Watch agents haggle. Step in yourself.
A negotiation environment with observable tells and hidden reservation prices. Buyer and seller are both LLMs — Sauda on the buy side, Gemma-4-E4B on the sell side. Strategy improves through self-play; drop in as a seller, watch the arena, or scrub a replay.
Pick a way in
replays →Three policies. Three task suites. Receipts on file.
Buyer-share is the fraction of bargaining surplus the agent captured. Mutual-loss is how often it walked away from a winnable deal. Sauda v2 captures the most surplus per close; it's also the only buyer that walks when the deal is bad.
see all replays| policy | buyer_share | win_rate | mutual_loss | rounds |
|---|---|---|---|---|
| llama-3.2-3b base | 0.570 | 67% | 0% | 2.2 |
| llama-3.1-8b base | 0.686 | 73% | 1% | 3.1 |
| sauda v2 (8b sft+grpo) | 0.799 | 64% | 9% | 6.0 |
Real bargaining isn't about price alone. Sellers fidget, anchor early, claim outside pressure. Most negotiation envs throw those signals away. Ours surfaces twelve of them as first-class observations.
The buyer never sees the seller's reservation. The seller never sees the budget. Both sides infer. The whole point of the agent is to do that inference better than rules can.
The buyer was trained on this env through SFT, GRPO, and RLAIF/DPO. That's why it negotiates twice as long as base models and captures more surplus per close — the env's reward shape made it. The repo is public if you want to train your own. How it's trained →
Two LLMs negotiate. One of them learned how through RLAIF.
BazaarBATNA is an OpenEnv-compliant environment where buyer and seller are both language models. The buyer is Sauda (Llama-3.1-8B + LoRA, trained on this env). The seller is Gemma-4-E4B with persona instructions and four hard rules baked into code: never accept below reservation, never leak it in messages, counter monotonically toward the buyer, anchor with item details.
Both sides infer through asymmetric information. The buyer never sees the seller's reservation. The seller never sees the buyer's budget. The whole system tests whether trained behaviour beats prompted behaviour at this game.
/reset, /step, /state, /score, /tasks. Eight task suites, four seller personas, real Amazon listings as price anchors.
Trained on this env through SFT → GRPO → RLAIF/DPO. Outputs structured JSON action plus a Hinglish/English message.

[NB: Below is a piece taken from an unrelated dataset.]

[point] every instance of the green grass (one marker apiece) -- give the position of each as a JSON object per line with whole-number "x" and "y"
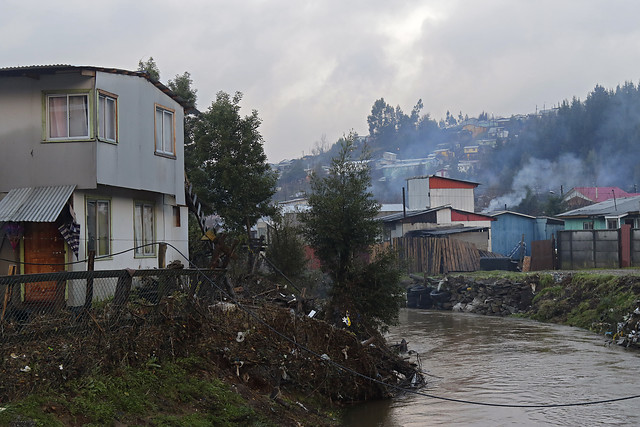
{"x": 164, "y": 395}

Persona-prompted. Four code-enforced rules. Auto-accepts at reservation. 50-ep quality eval passes 5 of 6 acceptance criteria.
The buyer agent, top to bottom.
The env emits a structured obs each step: round counter, asking price, your last offer, your private budget, recent history, optional seller-tells channel (12 noisy signals).
Llama-3.1-8B base + QLoRA adapter (PayMyBills/bestdealbot-v2). Outputs strict JSON: action / price / message. The message field carries a Hinglish/English line that gets rendered to the user.
Posterior over seller urgency & flexibility, updated from tells + concession behaviour. Gates the raw model action with a Nash-style target offer and an adaptive close threshold near deadline. (Currently a substrate, not a performance lever — see ablation below.)
Layered backends: a hot HF Inference Endpoint serves the model at production latency, with a local Ollama runtime as a warm secondary and rule-based heuristics as a guaranteed floor. The router degrades gracefully and silently — every request gets a sane buyer, every time. Per-IP rate limits, concurrency caps and a daily spend ceiling sit in front of the metered path so the demo can't be drained.
SFT → GRPO → RLAIF/DPO.
Three stages, each fixing a different kind of bug. SFT teaches the model to speak the protocol. GRPO teaches it to win. DPO with Claude-as-judge polishes the prose. The result is Sauda v2 (and v3 once DPO completes).
Teaches the model the strict-JSON output format and Hinglish/English message register. After SFT, the buyer talks like a buyer instead of a chatbot.
Teaches the model to actually capture surplus. Reward signal is the env's normalized buyer surplus, with first-step shaping for early offers.
Teaches the model to prefer the winning trajectory style. Honest framing: this is RLAIF (Claude-as-judge), not RLHF — published research uses both, we name ours.
For each scenario we sample two buyer rollouts at different temperatures against the same seller. Claude reads both transcripts and picks the winner — “closed the deal, captured more surplus, didn't fold to bluffs.” The (chosen, rejected) pair is fed into trl.DPOTrainer on top of the SFT+GRPO adapter. Our heuristic-judge fallback recognises either-side accepts and uses a soft tiebreak when neither closes, so the pipeline produces real preference signal even without an API key.